News

Kfz-Haftpflichtversicherung: Obliegenheitsverletzung im Schock

Bearbeiter: Barbara Tuma

VersVG: § 6, § 61

ABK/RV 2019: Art 7.3.2

Gem Art 7.3.2 der hier maßgeblichen Raiffeisen Kraftfahrzeug-Kasko-Versicherung (ABK/RV) 2019 gehört es zu den Obliegenheiten des Versicherungsnehmers vor bzw nach Eintritt des Versicherungsfalls, „nach Möglichkeit zur Feststellung des Sachverhalts beizutragen“; eine Verletzung dieser Obliegenheit bewirkt Leistungsfreiheit des Versicherers im Rahmen des § 6 Abs 3 VersVG.

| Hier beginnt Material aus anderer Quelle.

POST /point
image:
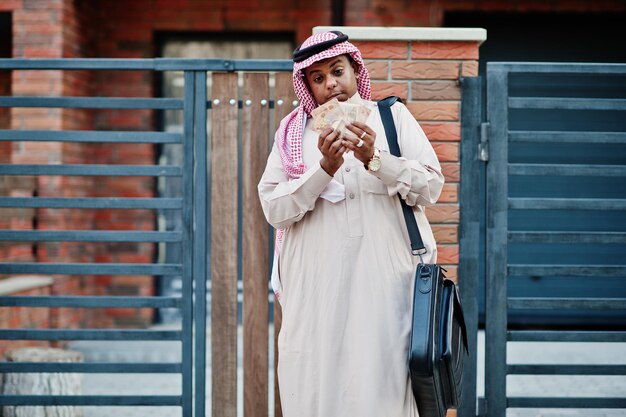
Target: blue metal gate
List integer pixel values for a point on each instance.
(555, 213)
(192, 207)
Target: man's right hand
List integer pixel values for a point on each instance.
(332, 151)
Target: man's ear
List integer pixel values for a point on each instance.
(355, 67)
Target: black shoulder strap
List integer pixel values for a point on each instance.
(384, 106)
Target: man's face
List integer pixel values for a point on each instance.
(332, 78)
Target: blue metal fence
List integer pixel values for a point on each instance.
(546, 212)
(191, 205)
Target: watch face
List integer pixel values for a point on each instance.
(374, 165)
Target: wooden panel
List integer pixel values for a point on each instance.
(255, 262)
(284, 91)
(224, 246)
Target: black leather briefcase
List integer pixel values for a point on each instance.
(438, 344)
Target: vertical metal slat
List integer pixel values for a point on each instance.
(200, 242)
(496, 285)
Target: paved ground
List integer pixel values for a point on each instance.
(518, 353)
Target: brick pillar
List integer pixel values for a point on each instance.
(51, 29)
(423, 66)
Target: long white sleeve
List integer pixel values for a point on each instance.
(416, 175)
(286, 201)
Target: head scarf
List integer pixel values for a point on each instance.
(289, 133)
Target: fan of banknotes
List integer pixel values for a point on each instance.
(337, 115)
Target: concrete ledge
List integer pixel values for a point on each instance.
(14, 285)
(380, 33)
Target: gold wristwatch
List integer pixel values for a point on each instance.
(374, 164)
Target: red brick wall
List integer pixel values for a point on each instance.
(425, 74)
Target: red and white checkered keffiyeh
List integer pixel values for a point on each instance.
(289, 134)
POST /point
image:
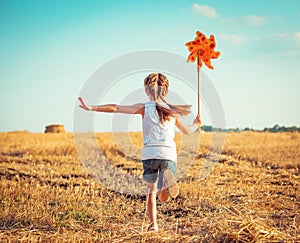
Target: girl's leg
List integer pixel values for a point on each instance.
(151, 206)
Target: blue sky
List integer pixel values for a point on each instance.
(50, 48)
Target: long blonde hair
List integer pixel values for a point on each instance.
(157, 85)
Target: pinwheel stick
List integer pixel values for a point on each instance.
(198, 72)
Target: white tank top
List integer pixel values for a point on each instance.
(158, 138)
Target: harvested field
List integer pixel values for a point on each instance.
(252, 195)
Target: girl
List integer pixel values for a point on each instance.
(159, 151)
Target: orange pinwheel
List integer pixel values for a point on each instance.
(202, 49)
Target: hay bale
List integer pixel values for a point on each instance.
(55, 128)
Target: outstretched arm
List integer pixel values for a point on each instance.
(191, 128)
(127, 109)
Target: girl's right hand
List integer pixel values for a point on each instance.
(83, 105)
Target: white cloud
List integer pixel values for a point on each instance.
(294, 37)
(204, 10)
(236, 39)
(253, 20)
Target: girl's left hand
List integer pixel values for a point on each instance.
(83, 105)
(198, 121)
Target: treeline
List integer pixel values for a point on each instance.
(276, 128)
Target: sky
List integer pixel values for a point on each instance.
(50, 48)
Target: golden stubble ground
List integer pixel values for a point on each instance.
(252, 195)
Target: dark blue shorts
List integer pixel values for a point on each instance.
(154, 169)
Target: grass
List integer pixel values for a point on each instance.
(252, 195)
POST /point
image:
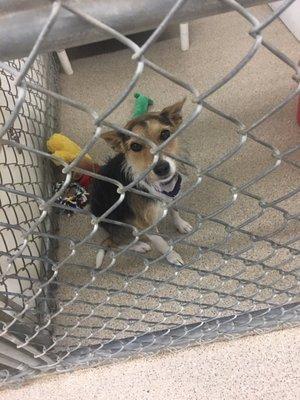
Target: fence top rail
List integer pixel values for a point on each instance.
(21, 22)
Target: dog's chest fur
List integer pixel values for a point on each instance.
(135, 209)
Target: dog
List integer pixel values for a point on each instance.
(132, 158)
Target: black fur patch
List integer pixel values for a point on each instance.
(104, 194)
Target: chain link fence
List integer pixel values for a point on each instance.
(58, 310)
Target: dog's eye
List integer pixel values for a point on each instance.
(165, 134)
(136, 147)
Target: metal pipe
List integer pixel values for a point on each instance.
(22, 21)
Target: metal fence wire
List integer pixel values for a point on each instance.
(58, 310)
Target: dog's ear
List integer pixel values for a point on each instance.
(114, 140)
(172, 114)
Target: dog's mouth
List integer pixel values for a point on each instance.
(170, 186)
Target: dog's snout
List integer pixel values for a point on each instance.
(162, 168)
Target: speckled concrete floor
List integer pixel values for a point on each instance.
(264, 367)
(217, 44)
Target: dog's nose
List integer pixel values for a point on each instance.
(162, 168)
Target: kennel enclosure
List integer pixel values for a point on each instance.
(58, 311)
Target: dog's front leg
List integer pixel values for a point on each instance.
(162, 246)
(181, 225)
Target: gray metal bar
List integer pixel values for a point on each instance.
(19, 355)
(22, 21)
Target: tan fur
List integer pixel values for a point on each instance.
(149, 126)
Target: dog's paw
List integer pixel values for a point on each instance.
(175, 258)
(183, 226)
(140, 247)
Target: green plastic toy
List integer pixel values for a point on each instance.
(141, 105)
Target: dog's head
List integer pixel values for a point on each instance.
(157, 127)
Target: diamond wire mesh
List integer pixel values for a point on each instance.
(111, 312)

Auf einer Landstraße stieß die kl Versicherungsnehmerin mit ihrem PKW zwei Mal gegen die Leitplanke, wodurch ihr PKW beschädigt und die Leitplanke leicht verbogen wurde. Nach den Feststellungen hatte sie zunächst wegen eines auf die Fahrbahn springenden Rehs die Leitschiene touchiert; unmittelbar danach wurde ihr offenbar die Gefährdung ihrer eigenen körperlichen Unversehrtheit bewusst, weil die Leitschiene der Absicherung einer stark abschüssigen Stelle diente. Die Kl stand unter Schock und beschloss umzukehren, wobei sie aufgrund eines schockbedingten Fahrfehlers neuerlich gegen die Leitplanke stieß. Am folgenden Tag fertigte sie Fotos von der Unfallstelle an und am nächsten Werktag suchte sie ihren Versicherungsvertreter auf, der die eigene Servicehotline verständigte und ihr anbot, dies auch bei der Straßenmeisterei zu tun.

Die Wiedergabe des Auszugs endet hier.